I think the very first version of the tune I heard was an instrumental, with just the basic groove and no vocal, so maybe I played the B-side before the A, or possibly the instrumental 12” version came out first. Whatever, when I did hear the vocal THAT voice blew me away, as did the deliciously literary self-penned lyrics it was singing. “Only you can change this life”, Carleen sings, ”From one that’s drab and ordinary, so dull and sedentary.” What a rhyme, what pipes! Listen to it here.
The follow-up single, with equally wise, poetic and socially conscious lyrics, ‘Apparently Nothin’, made it into the charts (no 13) and onto TOTP, as seen here, while the acclaimed debut album ‘Road to Freedom’ seemed to signal a bright future before the group broke up and Carleen started her solo career.
What Carleen did next can be gleaned from her website and numerous youtube clips (check the incredible duet from 2001 with another of my soul heroes, Leon Ware, here) plus her versions of classic pop songs like ‘Maybe I’m Amazed’ and ‘Don’t Look Back in Anger’, here.

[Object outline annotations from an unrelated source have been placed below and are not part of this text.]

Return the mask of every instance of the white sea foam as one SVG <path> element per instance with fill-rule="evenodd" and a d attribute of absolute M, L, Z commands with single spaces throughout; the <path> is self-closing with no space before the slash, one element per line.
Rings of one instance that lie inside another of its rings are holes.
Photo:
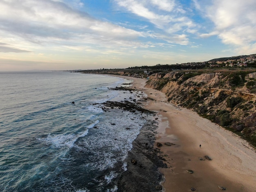
<path fill-rule="evenodd" d="M 88 128 L 88 129 L 91 129 L 93 127 L 96 125 L 97 125 L 98 123 L 99 123 L 99 121 L 97 120 L 95 121 L 94 123 L 92 123 L 90 125 L 88 126 L 87 128 Z"/>
<path fill-rule="evenodd" d="M 47 144 L 52 145 L 56 147 L 67 147 L 70 148 L 74 147 L 74 143 L 78 138 L 84 137 L 88 134 L 88 129 L 80 132 L 78 134 L 62 134 L 52 136 L 51 134 L 49 134 L 46 138 L 38 138 L 38 140 L 45 142 Z"/>
<path fill-rule="evenodd" d="M 116 191 L 117 191 L 118 189 L 118 188 L 117 188 L 117 185 L 115 185 L 112 188 L 107 190 L 107 192 L 115 192 Z"/>
<path fill-rule="evenodd" d="M 125 162 L 123 163 L 123 166 L 122 168 L 124 171 L 127 170 L 127 162 Z"/>
<path fill-rule="evenodd" d="M 94 113 L 101 113 L 103 112 L 103 110 L 99 105 L 89 105 L 87 106 L 86 108 L 89 112 Z"/>

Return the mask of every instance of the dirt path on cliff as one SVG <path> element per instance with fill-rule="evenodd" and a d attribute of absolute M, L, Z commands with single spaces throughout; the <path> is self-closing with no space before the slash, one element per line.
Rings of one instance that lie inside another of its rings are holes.
<path fill-rule="evenodd" d="M 191 191 L 191 188 L 215 192 L 220 190 L 218 185 L 227 191 L 256 192 L 256 152 L 246 141 L 193 111 L 169 103 L 164 94 L 144 87 L 145 79 L 122 77 L 132 80 L 134 87 L 153 99 L 143 107 L 160 118 L 155 147 L 166 156 L 168 168 L 160 169 L 166 192 Z M 156 146 L 167 142 L 175 145 Z M 199 160 L 206 155 L 212 160 Z"/>

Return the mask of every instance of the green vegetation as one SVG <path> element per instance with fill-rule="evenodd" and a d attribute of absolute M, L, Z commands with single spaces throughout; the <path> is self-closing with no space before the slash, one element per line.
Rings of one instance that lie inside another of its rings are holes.
<path fill-rule="evenodd" d="M 227 99 L 227 107 L 233 108 L 243 101 L 243 98 L 241 97 L 229 97 Z"/>

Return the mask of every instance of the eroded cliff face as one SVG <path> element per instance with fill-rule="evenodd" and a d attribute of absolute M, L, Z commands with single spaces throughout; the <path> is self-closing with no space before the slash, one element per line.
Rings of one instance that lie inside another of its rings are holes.
<path fill-rule="evenodd" d="M 256 73 L 171 72 L 150 76 L 146 87 L 236 132 L 256 146 Z"/>

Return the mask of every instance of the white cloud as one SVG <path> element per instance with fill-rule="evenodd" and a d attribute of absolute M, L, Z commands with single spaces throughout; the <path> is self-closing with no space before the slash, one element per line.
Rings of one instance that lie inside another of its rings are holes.
<path fill-rule="evenodd" d="M 203 0 L 193 1 L 196 7 L 200 9 L 214 25 L 213 31 L 202 34 L 200 37 L 218 35 L 223 43 L 239 46 L 239 49 L 247 50 L 246 53 L 250 52 L 247 47 L 255 50 L 255 0 L 212 0 L 207 4 Z"/>
<path fill-rule="evenodd" d="M 80 1 L 70 2 L 82 5 Z M 0 38 L 3 42 L 14 40 L 12 43 L 17 47 L 23 47 L 18 43 L 21 38 L 45 45 L 99 45 L 102 39 L 115 39 L 117 42 L 135 40 L 143 36 L 140 32 L 94 19 L 62 1 L 0 1 Z"/>
<path fill-rule="evenodd" d="M 166 11 L 171 12 L 174 8 L 175 3 L 173 0 L 151 0 L 151 1 L 160 9 Z"/>
<path fill-rule="evenodd" d="M 169 34 L 195 31 L 196 25 L 174 0 L 115 0 L 120 7 L 148 20 Z M 165 11 L 167 12 L 164 12 Z"/>

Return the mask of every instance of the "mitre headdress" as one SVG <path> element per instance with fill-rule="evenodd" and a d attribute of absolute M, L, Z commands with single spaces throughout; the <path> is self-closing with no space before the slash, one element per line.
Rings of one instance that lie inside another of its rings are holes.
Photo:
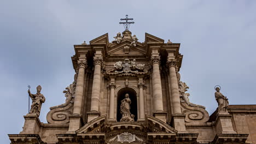
<path fill-rule="evenodd" d="M 41 86 L 38 85 L 38 86 L 37 87 L 37 90 L 38 91 L 40 92 L 40 91 L 41 91 L 41 89 L 42 89 L 42 87 L 41 87 Z"/>

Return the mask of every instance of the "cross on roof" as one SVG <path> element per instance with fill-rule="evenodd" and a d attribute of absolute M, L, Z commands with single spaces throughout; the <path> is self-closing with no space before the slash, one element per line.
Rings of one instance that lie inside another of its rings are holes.
<path fill-rule="evenodd" d="M 123 24 L 124 25 L 124 26 L 125 27 L 125 30 L 129 30 L 129 28 L 130 28 L 130 25 L 131 23 L 134 23 L 134 22 L 128 22 L 128 20 L 133 20 L 133 19 L 132 18 L 131 18 L 131 19 L 129 19 L 128 18 L 128 15 L 126 15 L 125 16 L 126 17 L 126 18 L 125 19 L 120 19 L 120 20 L 121 21 L 126 21 L 126 22 L 119 22 L 119 24 Z"/>

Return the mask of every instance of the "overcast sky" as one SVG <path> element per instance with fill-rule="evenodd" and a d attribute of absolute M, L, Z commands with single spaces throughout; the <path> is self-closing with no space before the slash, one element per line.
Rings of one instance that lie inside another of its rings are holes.
<path fill-rule="evenodd" d="M 92 2 L 93 1 L 93 2 Z M 231 105 L 256 104 L 256 1 L 1 1 L 0 2 L 0 142 L 19 134 L 28 111 L 27 85 L 40 85 L 46 98 L 40 119 L 62 104 L 73 81 L 73 45 L 108 33 L 109 41 L 130 30 L 181 43 L 181 80 L 190 101 L 210 115 L 217 107 L 214 87 Z"/>

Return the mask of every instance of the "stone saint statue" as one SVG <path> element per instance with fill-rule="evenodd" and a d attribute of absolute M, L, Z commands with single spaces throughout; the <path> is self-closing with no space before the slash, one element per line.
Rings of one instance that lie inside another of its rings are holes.
<path fill-rule="evenodd" d="M 121 100 L 121 106 L 120 112 L 122 114 L 121 122 L 134 122 L 134 115 L 130 112 L 131 99 L 129 98 L 129 94 L 125 94 L 125 98 Z"/>
<path fill-rule="evenodd" d="M 229 106 L 228 99 L 219 92 L 219 87 L 216 87 L 215 90 L 217 91 L 215 92 L 215 98 L 219 105 L 218 108 L 218 113 L 228 113 L 227 108 Z"/>
<path fill-rule="evenodd" d="M 37 93 L 32 94 L 30 90 L 28 89 L 28 95 L 32 100 L 31 108 L 30 109 L 30 113 L 36 113 L 38 116 L 40 115 L 40 110 L 41 110 L 42 104 L 45 101 L 45 98 L 40 93 L 42 87 L 39 85 L 37 87 Z"/>

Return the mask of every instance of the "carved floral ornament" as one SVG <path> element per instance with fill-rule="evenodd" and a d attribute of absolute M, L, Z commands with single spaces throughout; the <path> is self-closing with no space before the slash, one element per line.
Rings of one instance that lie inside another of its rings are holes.
<path fill-rule="evenodd" d="M 144 140 L 140 139 L 136 135 L 133 135 L 128 132 L 124 132 L 120 135 L 117 135 L 112 139 L 110 139 L 108 141 L 108 143 L 110 143 L 117 139 L 117 141 L 118 142 L 124 143 L 128 142 L 131 143 L 132 142 L 135 142 L 136 140 L 139 142 L 143 142 Z"/>
<path fill-rule="evenodd" d="M 133 59 L 130 61 L 126 58 L 123 62 L 119 61 L 114 64 L 114 67 L 115 69 L 114 71 L 116 73 L 137 73 L 139 71 L 147 72 L 144 69 L 144 64 L 135 64 L 136 59 Z"/>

The back-story before she came to the UK will probably form at least part of her coming St George’s show, Cage Street Memorial, a multi-dimensional project that also involves a book and a theatrical presentation, and which has its roots in her father and grandfather’s experiences as Pentecostal preachers, and the family’s long history in Texas and Mississippi.

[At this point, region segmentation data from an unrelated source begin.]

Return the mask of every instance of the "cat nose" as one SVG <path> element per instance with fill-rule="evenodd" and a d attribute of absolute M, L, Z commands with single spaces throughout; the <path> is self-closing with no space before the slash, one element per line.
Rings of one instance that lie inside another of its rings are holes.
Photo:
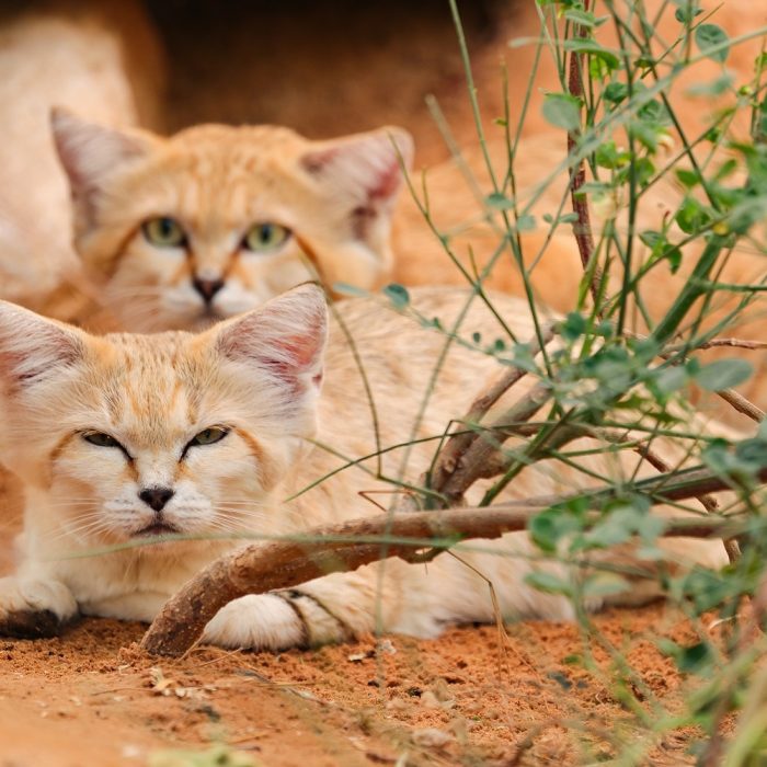
<path fill-rule="evenodd" d="M 213 297 L 224 287 L 222 279 L 199 279 L 199 277 L 194 277 L 192 279 L 192 285 L 194 289 L 203 297 L 206 304 L 210 304 Z"/>
<path fill-rule="evenodd" d="M 173 491 L 170 488 L 147 488 L 138 496 L 147 506 L 156 512 L 161 512 L 164 505 L 173 497 Z"/>

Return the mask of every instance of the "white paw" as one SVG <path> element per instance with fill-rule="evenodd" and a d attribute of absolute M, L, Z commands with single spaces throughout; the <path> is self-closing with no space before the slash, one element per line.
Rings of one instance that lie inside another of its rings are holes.
<path fill-rule="evenodd" d="M 75 597 L 58 581 L 0 579 L 0 634 L 53 636 L 77 613 Z"/>
<path fill-rule="evenodd" d="M 286 650 L 306 644 L 296 610 L 274 594 L 240 597 L 222 607 L 205 627 L 203 641 L 222 648 Z"/>

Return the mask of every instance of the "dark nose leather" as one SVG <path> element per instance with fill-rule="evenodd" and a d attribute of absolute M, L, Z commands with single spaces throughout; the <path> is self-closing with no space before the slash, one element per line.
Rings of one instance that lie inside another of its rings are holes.
<path fill-rule="evenodd" d="M 142 490 L 138 496 L 150 508 L 156 512 L 161 512 L 165 504 L 173 497 L 173 491 L 170 488 L 147 488 Z"/>
<path fill-rule="evenodd" d="M 203 297 L 206 304 L 210 304 L 213 297 L 224 287 L 222 279 L 198 279 L 192 281 L 194 289 Z"/>

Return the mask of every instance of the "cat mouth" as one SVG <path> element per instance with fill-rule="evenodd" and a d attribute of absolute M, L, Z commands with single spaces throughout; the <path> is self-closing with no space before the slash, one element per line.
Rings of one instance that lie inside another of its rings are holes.
<path fill-rule="evenodd" d="M 151 525 L 142 527 L 140 530 L 136 530 L 133 534 L 134 538 L 158 538 L 160 536 L 172 536 L 181 533 L 181 530 L 175 526 L 167 522 L 154 522 Z"/>

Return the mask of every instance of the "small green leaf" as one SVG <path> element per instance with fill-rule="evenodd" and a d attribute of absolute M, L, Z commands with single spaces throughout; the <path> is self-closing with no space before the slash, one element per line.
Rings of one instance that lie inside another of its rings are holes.
<path fill-rule="evenodd" d="M 662 394 L 671 394 L 687 384 L 688 374 L 684 367 L 665 367 L 655 377 L 655 387 Z"/>
<path fill-rule="evenodd" d="M 677 644 L 671 639 L 661 639 L 659 649 L 676 662 L 683 674 L 708 674 L 713 663 L 713 652 L 708 642 L 698 642 L 689 646 Z"/>
<path fill-rule="evenodd" d="M 514 203 L 500 192 L 489 194 L 484 198 L 484 203 L 488 207 L 494 208 L 495 210 L 508 210 L 514 207 Z"/>
<path fill-rule="evenodd" d="M 576 130 L 581 126 L 581 100 L 568 93 L 547 93 L 543 117 L 554 127 Z"/>
<path fill-rule="evenodd" d="M 674 11 L 674 19 L 676 19 L 679 24 L 689 24 L 696 16 L 699 16 L 703 12 L 702 8 L 698 8 L 697 3 L 688 2 L 682 8 L 677 8 Z"/>
<path fill-rule="evenodd" d="M 703 365 L 695 376 L 695 382 L 707 391 L 721 391 L 747 380 L 754 367 L 747 359 L 717 359 Z"/>
<path fill-rule="evenodd" d="M 580 24 L 581 26 L 586 26 L 589 30 L 594 28 L 595 26 L 600 26 L 609 19 L 609 16 L 599 16 L 597 19 L 591 11 L 582 11 L 576 8 L 565 11 L 564 18 L 568 21 L 573 22 L 573 24 Z"/>
<path fill-rule="evenodd" d="M 410 304 L 410 294 L 403 285 L 391 283 L 384 288 L 382 293 L 397 309 L 404 309 Z"/>
<path fill-rule="evenodd" d="M 677 168 L 674 173 L 683 186 L 691 190 L 700 183 L 700 176 L 695 171 L 688 171 L 685 168 Z"/>
<path fill-rule="evenodd" d="M 586 332 L 586 318 L 571 311 L 560 324 L 560 333 L 566 341 L 577 341 Z"/>
<path fill-rule="evenodd" d="M 695 31 L 700 53 L 720 64 L 724 64 L 730 53 L 729 41 L 726 32 L 716 24 L 701 24 Z"/>
<path fill-rule="evenodd" d="M 530 216 L 528 214 L 525 216 L 519 216 L 519 218 L 517 218 L 517 229 L 519 231 L 530 231 L 535 228 L 536 228 L 536 217 L 535 216 Z"/>
<path fill-rule="evenodd" d="M 616 573 L 598 573 L 589 575 L 583 584 L 583 596 L 604 597 L 625 594 L 631 589 L 631 584 Z"/>

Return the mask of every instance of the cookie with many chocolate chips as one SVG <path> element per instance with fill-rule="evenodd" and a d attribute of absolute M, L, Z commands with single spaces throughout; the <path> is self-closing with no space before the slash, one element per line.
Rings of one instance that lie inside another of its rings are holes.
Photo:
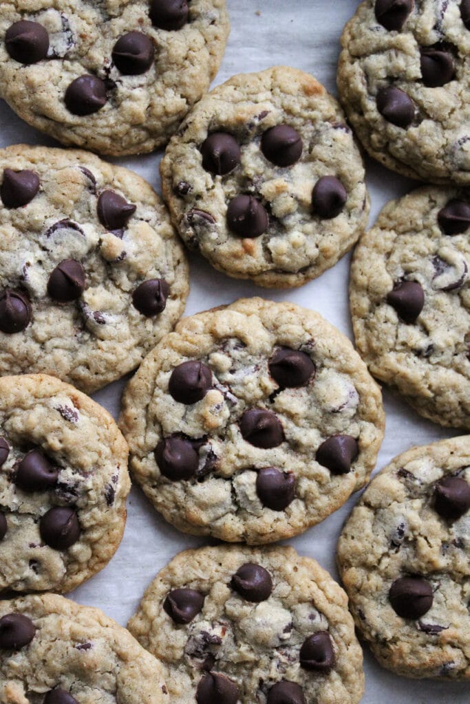
<path fill-rule="evenodd" d="M 346 522 L 340 572 L 360 634 L 407 677 L 470 679 L 470 437 L 415 447 Z"/>
<path fill-rule="evenodd" d="M 225 0 L 4 0 L 0 95 L 64 144 L 165 144 L 218 70 Z"/>
<path fill-rule="evenodd" d="M 0 375 L 88 393 L 123 376 L 183 313 L 188 272 L 136 174 L 83 151 L 0 151 Z"/>
<path fill-rule="evenodd" d="M 0 593 L 70 591 L 102 569 L 130 489 L 104 408 L 55 377 L 0 378 Z"/>
<path fill-rule="evenodd" d="M 0 601 L 4 704 L 168 704 L 160 663 L 99 609 L 56 594 Z"/>
<path fill-rule="evenodd" d="M 338 87 L 371 156 L 411 178 L 470 184 L 466 0 L 366 0 L 341 38 Z"/>
<path fill-rule="evenodd" d="M 421 188 L 383 208 L 351 268 L 356 343 L 422 415 L 470 430 L 470 199 Z"/>
<path fill-rule="evenodd" d="M 182 320 L 130 382 L 120 423 L 168 521 L 259 544 L 303 532 L 365 484 L 384 416 L 338 330 L 251 298 Z"/>
<path fill-rule="evenodd" d="M 205 96 L 168 144 L 162 188 L 186 244 L 235 278 L 300 286 L 365 227 L 362 159 L 336 101 L 277 66 Z"/>
<path fill-rule="evenodd" d="M 128 626 L 174 704 L 357 704 L 364 691 L 346 595 L 292 548 L 181 553 Z"/>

I’m guessing that because of its subject matter and inspirations, Cage Street Memorial will contain many echoes of gospel music, which in the authentically churchy setting of St George’s should feel right at home. For Carleen Anderson’s exquisite vocal personality – the contained power of her voice coupled with a transcendent ability to soar to the highest of heights – and the very precise, poetic and linguistically alert lyrics she writes for it, inevitably recalls the context of classic African-American gospel music, where ornamental vocal flourishes are grounded in the stately diction of the King James bible.
You can see this clearly in the following clip of the great Barrett Sisters, taken from a wonderful film, ‘Say Amen Somebody’, documenting a concert in the honour of the venerable Gospel composer Thomas Dorsey (blues man Georgia Tom as was) – click here to watch. If you look at the hall where they are singing and squint your eyes a bit, you could almost imagine it was St George’s, where on May 19th Carleen Anderson will surely have us rocking in the aisles and crying like babies, possibly both at the same time.
Finally, we can’t end without offering the chance to hear what is generally regarded as the funkiest record ever made, ‘I Know You Got Soul’ by Carleen’s stepdad. Bobby Byrd. Say Yeah!